(1.) This second appeal was referred to a Division Bench by a learned Judge of this Court. Before the learned Judge the correctness of the decision in Subramanian v. Kunjamma 1983 KLT 351 was disputed. The point that arises for consideration is whether an application for resumption by a small holder under S.18 of the Kerala Land Reforms Act 1 of 1964 against a mortgagee who is a deemed tenant under S.4A can be filed after the expiry of six months from 1-1-1970, the date of commencement of the Kerala Land Reforms Amendment Act, 35 of 1969.
(2.) The appellants are plaintiffs 2 to 4 in a suit for redemption filed in 1968. When Kerala Act 35 of 1969 came into force on 1-1-1970 the plaint was amended challenging S.4A incorporated in Kerala Act 1 of 1964 as unconstitutional. The contention that even if that section was not unconstitutional, the plaintiffs, as small holders, were entitled to resume half the plaint schedule properties under S.17 of Act 1 of 1964 was also taken subsequently.
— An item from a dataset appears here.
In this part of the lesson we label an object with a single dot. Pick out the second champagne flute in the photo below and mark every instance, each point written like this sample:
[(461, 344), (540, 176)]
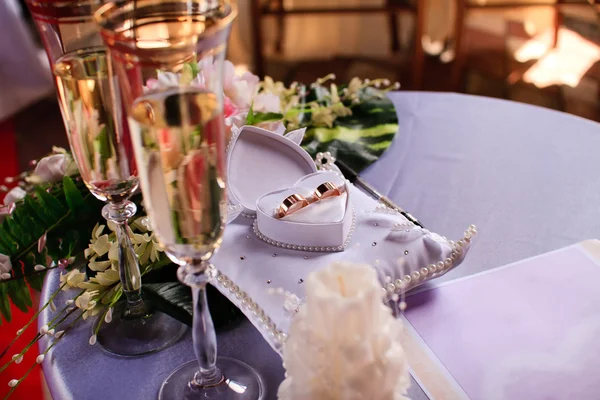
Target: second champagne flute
[(169, 56), (100, 144)]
The first contention regarding constitutionality was taken in the amendment filed on 17-10-1970 while the second contention regarding the right of resumption was taken only in the amendment filed on 16-12-1972. The Trial Court dismissed the suit holding that it had no jurisdiction to allow resumption of half the plaint schedule property under S.17 of Act 1 of 1964. The lower appellate court dismissed the appeal filed by the plaintiffs and it was under the above circumstances that this second appeal was filed.
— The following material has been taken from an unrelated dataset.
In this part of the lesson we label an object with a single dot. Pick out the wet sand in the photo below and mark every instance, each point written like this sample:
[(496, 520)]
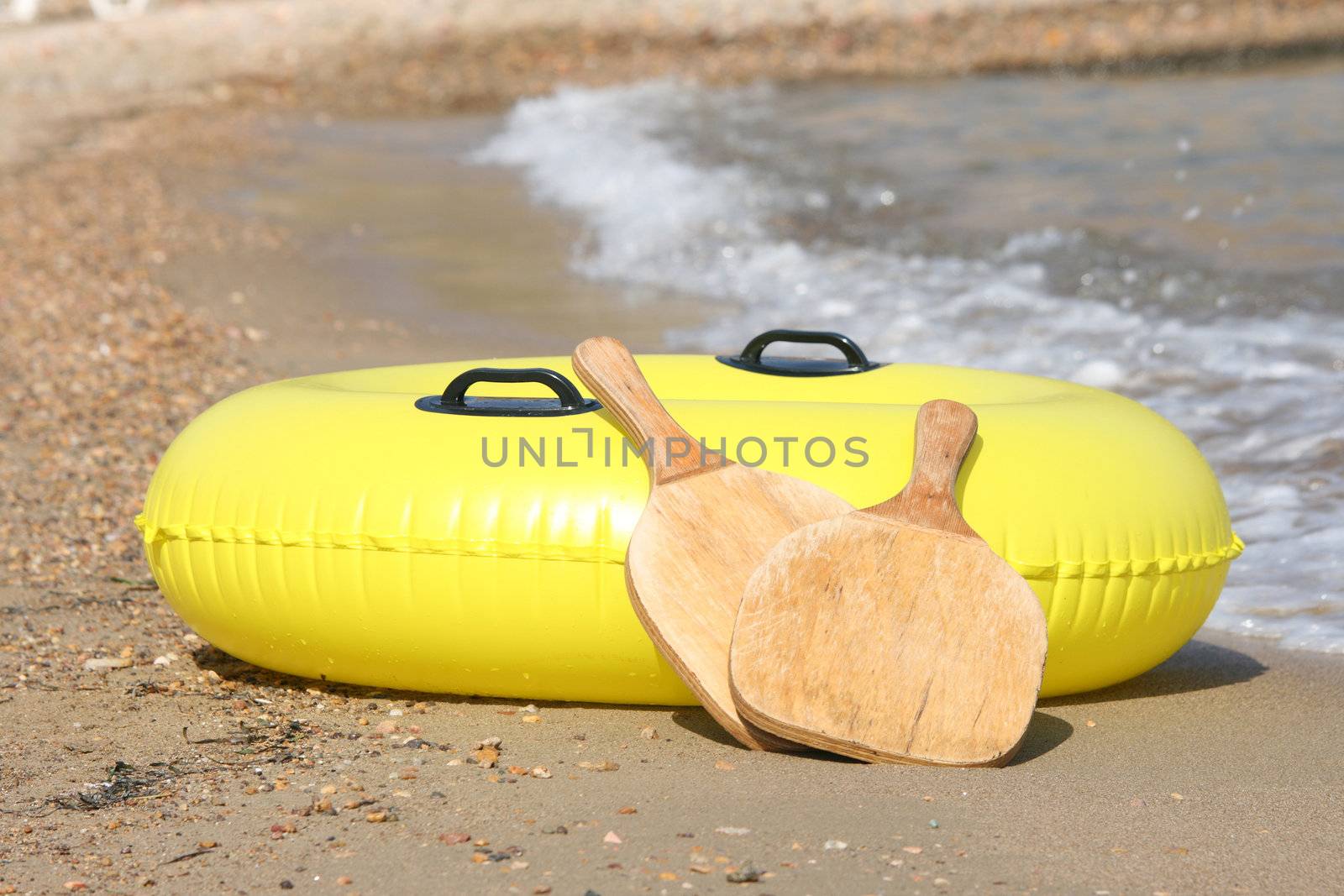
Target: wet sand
[(1215, 773)]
(3.) The facts that the appellants are small holders and the respondents are deemed tenants under S.4A of Kerala Act 1 of 1964 are not disputed in this case. S.17 of Act 1 of 1964 which allows resumption by small holders, does not fix any time limit for applying for resumption. The question is whether simply because no time limit is fixed by S.17 of the Act, can an application for resumption by a small holder be filed after the rights of the landlords in the land in question vested with the State under S.72 of the Act. S.72 which provides for vesting of the landlords' rights in the State on a date notified by the Government in that behalf provides for certain exemptions. As per S.72(4), if the landowner or the intermediary is a small holder, the vesting will take effect only on the expiry of six months from 1-1-1970, the commencement of Amendment Act 35 of 1969, if no application for resumption of the holding or part of the holding had been preferred. The Scheme of the Act is that after vesting, no application for resumption is maintainable. Otherwise, there is no reason why the vesting has been postponed by six months in the case of a small holder (This postponement is there in the case of some others also). The landlords' rights in all lands in the possession of tenants who have got fixity of tenure under S.13 of the Act vested with the State on 1-1-1970. It goes without saying that after this vesting the landlord, even if he is a small holder, cannot have any rights in the land and hence an application for resumption cannot be filed. This may be the reason why the vesting has been postponed by six months by S.72(4) (a). In this case, the amendment of the plaint incorporating a prayer for resumption was filed in the Court only on 16-12-1972. As that was more than six months after 1-1-1970, it goes without saying that no resumption could be possible. In this view of the matter, the judgment and decree of the lower appellate court confirming the judgment and decree of the Trial Court refusing resumption and dismissing the suit do not call for any interference in this second appeal.